Mrs.Dalloway as a Stream of Conscious Novel or Psychological Novel

                       Mrs. Dalloway as a Stream of Consciousness Novel



                              William James in his Principal of Psychology (1890) used the phrase "Stream of Consciousness" to describe the unknown flow of perception, thoughts, and feeling in the waking mind. It has since been adopted to describe a narrative method in non-dramatic modern fiction had its birth between 1913 to 1915. Virginia Woolf uses this narrative method in many of her novels and Mrs. Dalloway is not an exception. Let us in the following paragraphs see and show how Virginia Woolf's Mrs. Dalloway can be called a Stream of Consciousness Novel.
                  
                 Virginia Wool's Mrs. Dalloway includes a distinctive narrative vogue, salient for its shifts in a point of view to occur within one same paragraph, accentuating the psychological and the analytical nature of the narrative.
To achieve a quick transition, Woolf uses a literary technique called free indirect speech. 

               Mrs. Dalloway refers to a story that captures a character's thoughts and uses them to say a story.
The novel addresses Clarissa Dalloway's preparation for a party she will host that evening. The nice day reminds her of her youth spent in Bourton and makes her wonder about the choice of her husband Richard over Peter or Sally Seton (a female friend). It also talks about Septimus Smith, a World War I veteran suffering from traumatic stress, who commits suicide. Clarissa's party is a slow success and she comes to know that the veteran has died, who is, in fact, a stranger to her. But this death affects her and she considers her suicide an act to preserve the purity of his happiness.

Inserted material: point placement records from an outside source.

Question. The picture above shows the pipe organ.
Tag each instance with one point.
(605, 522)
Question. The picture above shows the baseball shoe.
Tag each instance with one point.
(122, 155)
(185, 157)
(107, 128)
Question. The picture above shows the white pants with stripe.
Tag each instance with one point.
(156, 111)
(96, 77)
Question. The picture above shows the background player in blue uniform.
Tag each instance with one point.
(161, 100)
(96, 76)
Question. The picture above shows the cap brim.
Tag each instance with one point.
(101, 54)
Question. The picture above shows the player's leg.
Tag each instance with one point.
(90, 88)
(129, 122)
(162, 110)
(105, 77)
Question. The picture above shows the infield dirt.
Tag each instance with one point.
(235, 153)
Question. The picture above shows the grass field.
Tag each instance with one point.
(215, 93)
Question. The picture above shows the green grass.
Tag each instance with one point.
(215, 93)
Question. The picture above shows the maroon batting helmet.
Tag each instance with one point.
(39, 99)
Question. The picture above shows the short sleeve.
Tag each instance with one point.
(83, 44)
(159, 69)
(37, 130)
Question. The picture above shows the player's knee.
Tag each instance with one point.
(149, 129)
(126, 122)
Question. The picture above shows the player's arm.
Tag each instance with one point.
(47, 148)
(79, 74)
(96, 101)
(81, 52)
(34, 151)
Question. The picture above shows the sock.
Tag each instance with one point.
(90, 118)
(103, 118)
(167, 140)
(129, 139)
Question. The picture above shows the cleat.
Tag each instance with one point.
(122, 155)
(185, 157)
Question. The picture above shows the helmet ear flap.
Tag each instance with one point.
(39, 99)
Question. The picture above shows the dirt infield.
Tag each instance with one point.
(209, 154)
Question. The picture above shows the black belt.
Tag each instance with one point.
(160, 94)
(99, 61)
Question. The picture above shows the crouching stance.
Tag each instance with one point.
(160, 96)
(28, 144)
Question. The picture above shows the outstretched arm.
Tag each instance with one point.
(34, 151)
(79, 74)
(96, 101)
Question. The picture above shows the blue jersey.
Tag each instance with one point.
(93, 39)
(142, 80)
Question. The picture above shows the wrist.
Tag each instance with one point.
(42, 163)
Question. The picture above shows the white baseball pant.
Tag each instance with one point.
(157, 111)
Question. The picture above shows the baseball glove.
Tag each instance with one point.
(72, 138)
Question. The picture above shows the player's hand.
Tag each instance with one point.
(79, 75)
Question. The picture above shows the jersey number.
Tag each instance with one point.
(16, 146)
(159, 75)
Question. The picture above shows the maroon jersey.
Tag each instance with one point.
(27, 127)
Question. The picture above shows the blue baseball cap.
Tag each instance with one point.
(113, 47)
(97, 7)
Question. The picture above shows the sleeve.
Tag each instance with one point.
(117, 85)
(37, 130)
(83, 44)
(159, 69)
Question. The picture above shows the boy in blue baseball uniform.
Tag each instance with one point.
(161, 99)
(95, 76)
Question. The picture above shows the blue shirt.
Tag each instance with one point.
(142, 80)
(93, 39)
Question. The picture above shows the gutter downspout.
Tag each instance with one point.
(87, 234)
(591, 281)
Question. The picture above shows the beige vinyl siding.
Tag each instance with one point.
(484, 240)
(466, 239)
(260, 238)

           The novel follows no conventional plot. Septimus's death is casually reported in the party. The play happens usually in a single day. But going by the psychological time, the characters' disorganized experience of the past which has an impression on their mind makes them be in the present through the past
and contemplate about the future. We move in Mrs.
Dalloway's mind as she is pondering about the myriad things around herAs David Daiches points out; "this technique of the stream of consciousness helps a person in the novel to move back and forth in time again and again".



         To conclude, Mrs. Dalloway is thus one of the best examples of the novel form of writing that uses the technique stream of consciousness to explore the inner life of the characters, expose their follies, frustration, and complexity.